The surface temperature penetrates with decreasing intensity into the ground. The penetrated depth and the speed in which the heat is transported depends on the heat transfer ability of the ground.
The heat transfer in the ground can be distinguished between conductive and convective heat transfer.
During the convective heat transfer the heat movement occurs through the material (for example ground and seepage water), on the other hand the conductive transfer results from the transportation of energy through push "processes" between molecules.

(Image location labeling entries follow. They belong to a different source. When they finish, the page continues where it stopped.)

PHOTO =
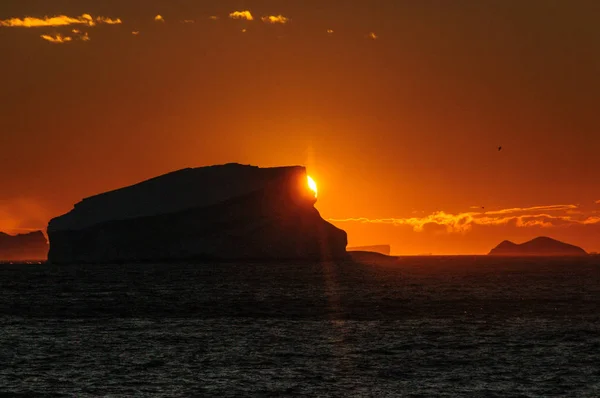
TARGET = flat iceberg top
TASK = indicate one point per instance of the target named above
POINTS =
(172, 192)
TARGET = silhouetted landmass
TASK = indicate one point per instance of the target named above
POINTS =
(383, 249)
(226, 212)
(541, 246)
(30, 246)
(372, 258)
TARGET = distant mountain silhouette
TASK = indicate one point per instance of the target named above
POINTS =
(541, 246)
(30, 246)
(227, 212)
(383, 249)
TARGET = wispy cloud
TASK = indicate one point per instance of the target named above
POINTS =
(274, 19)
(57, 39)
(534, 208)
(247, 15)
(537, 216)
(109, 21)
(59, 20)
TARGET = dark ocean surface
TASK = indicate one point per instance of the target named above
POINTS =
(424, 327)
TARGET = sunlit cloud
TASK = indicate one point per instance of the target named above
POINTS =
(59, 20)
(109, 21)
(534, 208)
(22, 215)
(538, 216)
(247, 15)
(57, 39)
(274, 19)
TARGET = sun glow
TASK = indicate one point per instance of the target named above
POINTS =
(312, 184)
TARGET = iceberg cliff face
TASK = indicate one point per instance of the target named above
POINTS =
(31, 246)
(227, 212)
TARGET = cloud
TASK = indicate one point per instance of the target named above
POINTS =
(534, 208)
(274, 19)
(59, 20)
(464, 222)
(247, 15)
(57, 39)
(109, 21)
(20, 215)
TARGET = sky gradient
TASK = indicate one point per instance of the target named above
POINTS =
(397, 108)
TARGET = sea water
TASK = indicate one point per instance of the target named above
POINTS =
(422, 327)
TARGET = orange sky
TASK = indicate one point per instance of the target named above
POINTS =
(397, 111)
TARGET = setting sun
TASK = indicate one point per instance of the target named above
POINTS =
(312, 185)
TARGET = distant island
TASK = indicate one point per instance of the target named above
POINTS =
(382, 249)
(30, 246)
(541, 246)
(228, 212)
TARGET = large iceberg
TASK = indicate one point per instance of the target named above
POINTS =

There is also another form of surface heating, that comes out of the earth and passes to the surface. It is called the earth heat flow. It originates in the production of heat from the decay of radioactive isotopes. However this form of heating is much weaker than the sun.
In the continental crust of the earth the heat flow density is defined as the heat flow per unit area perpendicular to the standard area, so there are regional differences (Hurtig & Oelsner, 1979). The heat flow density in the Berlin area amounts to ca. 80 mW/m².
The near surface groundwater temperature is therefore essentially caused by the exchange of heat between the sun, the earth's surface and the atmosphere, with a much smaller amount from the earth heat flow directed at the surface.
The regional average annual temperature at the surface in Berlin, under anthropogenically unbiased conditions, is ca 8,5 to 9 °C.
Daily fluctuation affect the ground only up to a depth of about 1,5 m, while seasonal fluctuations affect a depth of ca. 20-30 m. Below this depth the seasonal influence is no longer registered, This is the beginning of the so called neutral zone. At this point temperatures rise depending on the heat transfer ability of the rocks and the regional heat flow density (Fig. 2).
In the Berlin area the average rise in temperature in this region, until a depth of ca. 300 m, is 3 °C per 100 m.
The thermal conductivity of soils is mostly controlled by water content, although, obviously, the type of soil is also important. For an average clay, the thermal conductivity in W/(m K) is 0.25 for no soil moisture, about 1.0 for 10% soil moisture (% by volume), 1.25 at 14% (a bend in the thermal conductivity curve occurs here), 1.67 at 30%, and about 2.0 at 50%. That will give you a rough idea.